Near the end of each menu we always say we are going to make a few of the new dishes as Amuse, that never happens. Well folks I am putting a plan into action. I will either make the next menu transition amazingly easy or I will be fired for being a total dick. An advice would be helpful.
New menu blues
It seems that we always have a problem when the menu changes. I cannot find a reason for this other then laziness. We are not a high volume restaurant, all of us could easily prep one extra item. I just don't understand why we can't start prepping for the new menu a week out. We have the menu a week before it changes. The prep list yesterday was a mile long and filled with items that wold actually have tasted better if they were made a few days out. It just blows my mind that this happens every month. I want/need to know what is going on at all times. Not because I am nosey, but so I can adjust my plan for the hour, day, week which will allow me to produce a better product and therefore make this restaurant better. I am over this running around like an asshole with a blindfold on just hoping to get first dinner service over with. It is hard to produce a attractive plate when you don't know all the components until you start plating. Where's this? Where's that? Well I didn't know it went with this dish. Needless to say after each course I said to myself that it will be better tomorrow.
7 comments:
This breaks my heart, not just because I know how your format allows for damn near perfection brought about my excellent ingredients and technique as well as execution and FORETHOUGHT. Everyone gets busy and overwhelmed and catering can kick your ass, but all that time spent perusing foodie blogs might be better allocated to engineering components and plating diagrams to the smallest detail. Coming from someone deeply inundated with an upcoming menu change and all the inherent frustration, I sympathize. I'm reminded of the CMC portion of Soul of a Chef and how Brian Polcyn went out of his way to make sure his sous knew each dish conceptually long before cooking or plating ever began. It could be a sketch on a legal pad or whatever, but for fuck's sake don't waste all that wonderful menu planning by failing to get on the same page before service. Of course, the first few days won't be perfect and the learning curve will be steep, so why make it any more difficult by trying to fly by the seat of your Happy Chefs?
Tread carefully. Our menu changes used to be a fucking panic attack waiting to happen. Not anymore.
In spring,summer, and fall we change every month. In winter it is every two months because of the slower harvests.
We are getting more solid with having the menus planned and ready for print way ahead of time. We set deadlines. We are at the point where everyone is now working ahead of schedule. That way I have the product on a list to be ordered 2 weeks before go time. We confirm harvests with farmers and produce purveyors. We track down the specialty ingredients. We touch base with our fisherman, poultry farmers, a local butcher shop, and our mushroom/truffle pickers. The food is ordered. Prep lists and station mise lists are made. Recipes are drawn and posted. All this with time to spare.

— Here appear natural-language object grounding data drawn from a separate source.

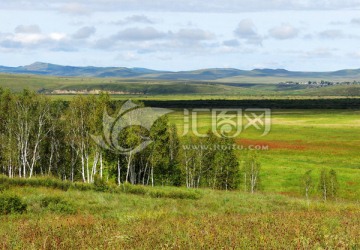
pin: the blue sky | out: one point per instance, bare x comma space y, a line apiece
321, 35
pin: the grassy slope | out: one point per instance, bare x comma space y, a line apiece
248, 87
218, 220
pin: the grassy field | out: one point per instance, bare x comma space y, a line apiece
300, 140
277, 217
226, 220
233, 88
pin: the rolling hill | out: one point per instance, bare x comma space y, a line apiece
40, 68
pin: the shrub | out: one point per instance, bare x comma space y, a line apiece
4, 186
57, 204
11, 204
133, 189
100, 184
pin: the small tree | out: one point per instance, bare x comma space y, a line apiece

Sorry to gloat, but it took a long time to get here. An important lesson was growing together in the process. More importantly is accepting that it is time for a fucking change because there is no reason to not be organized if you want to succeed in this industry
Pardon this dumb question, but have you offered to help the chef get more organized for the menu changes? He obviously trusts you. You are clearly dedicated and take a great deal of pride in your work.
Good luck.
I have asked and we will tell me to smoke nuts or something. The smoker does all the work. The last two days of the old new we chatted and I told him I could handle 100% of the prep and he should work on new menu things. He looked busy during those two days, but I am not sure what he did. When it comes down to it, he doesn't know what he wants until the last minute. I need to talk to him about it without letting things escalade into a fight. Tension is high right now there for many reasons.
maybe ride it out and communicate to the powers that be your eagerness for the exec position. Some cooks/chefs fly by the seat of their pants while other employees scramble to keep the place organized and efficient. Its a bitch. However, sometimes the most creative minds are most of the time wandering.
I am not qualified for that position. I will come up with a passive aggressive way to let me feeling come out.
I always enjoy using the middle finger. If you need something more alarming then try showing him the goat or the brain. That way you won't have to say a word.
I have new menu blues of my own that require their own post. It involves the awesome phenomenon of ordering and prepping the old and new menu for lunch and dinner for over a week now. Did I mention that it was awesome?